Arjîn PÊŞENG
Toplumun muhattabını aradığı kapital rejime karşı, ülkeler arasında pazar savaşı bir anlık zaman boşluğu bırakmadan devam etmekte, topraklar pazarlanmakta, halk da bu pazarlığın sonucu olarak kendisine kabul görülen kaderine mahkum edilmektedir. Kaderine boyun eğmeyen halk, işkence politikaları ile terbiye edilmek, sindirilmektedir. Kapital rejimde hiçbir koşulda demokrasiye, konfederal bir yaşama yer yoktur ve dünyanın her hangi bir toprak parçasında böyle bir arayış gelişirse, kendisinden sınırlar boyu uzakta olan devletlerin askeri ve siyasi gücü ile yok edilmekte, kırıntıları dahi kalmasın diye de üzeri toprakla örtülmekte, bir daha yeşermesin filizlenmesin diye de metrelerce beton dökülmektedir. Bu durum son süreçte Türkiye rejiminde de kendini gösterdi. Devletler arasındaki çatışmalarda kendine rant sağlayan, Natoya bağlı olup Rusya ile anlaşan, Türkiye’nin jeopolitik konumunu bireysel çıkarlarının pazarı haline getiren faşist Erdoğan hükümetine karşı hiçbir kapital devlet olumsuz bir tutum sergilemedi, hatta gitmesin diye kendi ibadet mekanlarında dua okuturcasına bir yaklaşım sergilediler. Sırf Kürtler siyasi boyutta hak, hukuk elde etmesinler, sisteme zarar gelmesin diye hegoman devletler hizbullaha evet dediler, daişe evet dediler, sorunlarımızı kendi aramızda çözeriz mantığı ile Erdoğan’ın uluslararası ittifaklarını görmezden geldiler.

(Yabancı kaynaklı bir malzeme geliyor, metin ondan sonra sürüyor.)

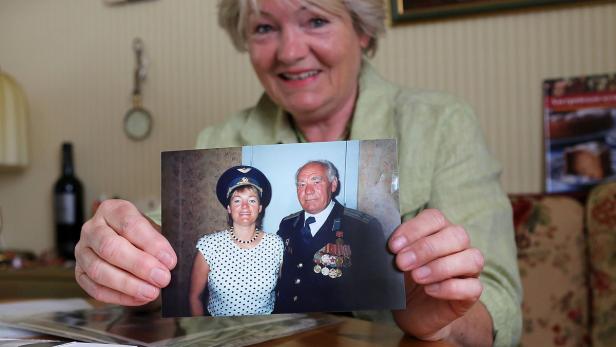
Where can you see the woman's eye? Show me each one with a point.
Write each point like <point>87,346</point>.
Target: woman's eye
<point>318,22</point>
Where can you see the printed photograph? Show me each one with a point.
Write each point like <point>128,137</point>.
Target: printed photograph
<point>281,229</point>
<point>580,132</point>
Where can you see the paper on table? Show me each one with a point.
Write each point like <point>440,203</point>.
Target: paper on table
<point>51,343</point>
<point>30,307</point>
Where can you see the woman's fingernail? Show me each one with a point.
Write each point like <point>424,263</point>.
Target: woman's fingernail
<point>159,276</point>
<point>422,272</point>
<point>433,288</point>
<point>166,259</point>
<point>398,243</point>
<point>407,259</point>
<point>147,292</point>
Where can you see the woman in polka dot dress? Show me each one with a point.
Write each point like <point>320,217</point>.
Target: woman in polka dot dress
<point>239,265</point>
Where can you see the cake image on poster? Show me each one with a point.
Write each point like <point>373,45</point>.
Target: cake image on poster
<point>591,160</point>
<point>579,123</point>
<point>579,132</point>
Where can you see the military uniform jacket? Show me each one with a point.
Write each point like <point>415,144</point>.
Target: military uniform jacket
<point>370,282</point>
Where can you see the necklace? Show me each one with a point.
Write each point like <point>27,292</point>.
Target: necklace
<point>245,242</point>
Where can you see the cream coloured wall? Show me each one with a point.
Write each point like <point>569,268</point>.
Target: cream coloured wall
<point>74,60</point>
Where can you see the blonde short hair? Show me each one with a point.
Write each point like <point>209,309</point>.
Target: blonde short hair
<point>368,18</point>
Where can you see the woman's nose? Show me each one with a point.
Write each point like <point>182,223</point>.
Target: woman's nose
<point>292,46</point>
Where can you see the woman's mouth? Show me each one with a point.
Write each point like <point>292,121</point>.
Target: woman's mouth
<point>298,76</point>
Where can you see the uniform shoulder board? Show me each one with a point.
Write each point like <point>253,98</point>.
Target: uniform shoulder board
<point>364,217</point>
<point>291,216</point>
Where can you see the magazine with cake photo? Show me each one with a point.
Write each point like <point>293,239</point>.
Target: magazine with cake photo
<point>579,132</point>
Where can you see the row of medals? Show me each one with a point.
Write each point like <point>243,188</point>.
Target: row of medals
<point>335,262</point>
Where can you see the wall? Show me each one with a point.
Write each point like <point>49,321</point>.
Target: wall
<point>74,60</point>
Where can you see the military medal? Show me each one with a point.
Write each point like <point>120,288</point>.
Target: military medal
<point>333,257</point>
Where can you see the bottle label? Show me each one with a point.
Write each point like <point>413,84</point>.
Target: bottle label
<point>66,212</point>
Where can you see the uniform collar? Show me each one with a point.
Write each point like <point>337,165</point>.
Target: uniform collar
<point>267,123</point>
<point>319,218</point>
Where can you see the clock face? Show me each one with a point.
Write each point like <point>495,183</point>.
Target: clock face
<point>137,123</point>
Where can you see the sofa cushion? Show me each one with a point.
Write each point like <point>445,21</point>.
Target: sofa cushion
<point>601,222</point>
<point>551,256</point>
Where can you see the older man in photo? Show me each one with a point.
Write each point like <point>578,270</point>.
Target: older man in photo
<point>335,258</point>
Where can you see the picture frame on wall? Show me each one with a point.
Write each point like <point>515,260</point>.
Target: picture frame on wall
<point>404,11</point>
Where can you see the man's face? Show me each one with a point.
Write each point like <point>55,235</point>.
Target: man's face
<point>314,190</point>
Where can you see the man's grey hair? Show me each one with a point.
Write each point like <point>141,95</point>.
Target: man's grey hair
<point>332,171</point>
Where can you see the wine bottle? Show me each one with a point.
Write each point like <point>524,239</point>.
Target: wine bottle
<point>68,206</point>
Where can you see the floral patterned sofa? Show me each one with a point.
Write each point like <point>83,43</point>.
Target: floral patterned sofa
<point>567,260</point>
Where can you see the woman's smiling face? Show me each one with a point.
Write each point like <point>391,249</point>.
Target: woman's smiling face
<point>244,206</point>
<point>307,59</point>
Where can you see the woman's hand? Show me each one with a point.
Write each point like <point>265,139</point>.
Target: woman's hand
<point>441,273</point>
<point>121,257</point>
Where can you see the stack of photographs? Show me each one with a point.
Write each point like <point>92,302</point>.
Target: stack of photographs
<point>118,325</point>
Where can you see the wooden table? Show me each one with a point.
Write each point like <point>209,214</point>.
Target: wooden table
<point>351,332</point>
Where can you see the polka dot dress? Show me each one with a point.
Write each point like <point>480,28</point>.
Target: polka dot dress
<point>241,281</point>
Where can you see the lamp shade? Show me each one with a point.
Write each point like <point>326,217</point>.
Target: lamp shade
<point>13,124</point>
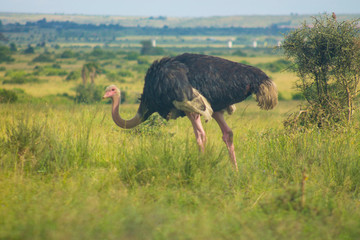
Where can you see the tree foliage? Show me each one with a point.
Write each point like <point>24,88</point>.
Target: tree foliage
<point>326,57</point>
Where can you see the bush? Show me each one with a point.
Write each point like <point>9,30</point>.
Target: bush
<point>326,58</point>
<point>239,53</point>
<point>89,93</point>
<point>276,66</point>
<point>7,96</point>
<point>50,71</point>
<point>44,57</point>
<point>74,75</point>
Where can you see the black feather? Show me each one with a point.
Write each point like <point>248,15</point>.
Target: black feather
<point>220,81</point>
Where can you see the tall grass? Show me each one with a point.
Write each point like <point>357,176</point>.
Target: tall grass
<point>69,172</point>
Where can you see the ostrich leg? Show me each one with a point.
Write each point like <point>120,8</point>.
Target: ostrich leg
<point>227,136</point>
<point>198,129</point>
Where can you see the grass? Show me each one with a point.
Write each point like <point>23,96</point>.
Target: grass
<point>69,172</point>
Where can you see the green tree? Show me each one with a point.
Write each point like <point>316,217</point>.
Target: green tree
<point>326,58</point>
<point>91,69</point>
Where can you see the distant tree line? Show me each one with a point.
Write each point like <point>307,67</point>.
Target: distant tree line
<point>67,28</point>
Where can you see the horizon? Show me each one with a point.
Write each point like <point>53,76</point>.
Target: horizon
<point>184,9</point>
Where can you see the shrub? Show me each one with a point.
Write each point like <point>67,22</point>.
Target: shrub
<point>7,96</point>
<point>326,58</point>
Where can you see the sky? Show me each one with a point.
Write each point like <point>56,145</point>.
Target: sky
<point>181,8</point>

Hükümette olduğu süre boyunca vatanım vatanım diye methiyeler döken, vatanı üç kuruşa sermaye yapan, Türkiye toplumunu aç bırakan, işsizlik ile insanlığı işlevsizleştiren Türküm diye uluyan Erdoğan’ı, halkın yeniden seçmesine ne demeli. Seçmenler bu yaklaşımları ile mafyaya evet dediler, tarikata evet dediler, kızların altı yaşında evlendirilmesine, tecavüze evet dediler, açlığa, yokluğa hatta milletini hiçleştiren vatanına sevdalı kurdun çakal olduğu rejime evet dediler.
Mevcut hükümet faşizan, ırkçı, bölücü yaklaşımları Türkiye toplumunda daha çok derinleştirecek, kendisinden olmayanları tıpkı seçim gününde katlettiği insanlar gibi zaferinin, cihadının kurbanı sayacak ve özelde Kürt halkının inkarı için değil açıktan imhası doğrultusunda politika yürütecek.
Köpek ölünce kuduzluk bitmez, Kürt halkı da Erdoğan’ın gitmesi ile faşizmin yok olmayacağının bilincindeler. Kürtlerin mücadelesi de seçim sonuçlarına göre değişmez. Kürt halkı her koşulda Önder Apo’nun ortaya koyduğu demokratik konfederal sistem için mücadele ediyordu ve bu mücadele seçimlerden sonra da soluksuz bir şekilde devam edecektir.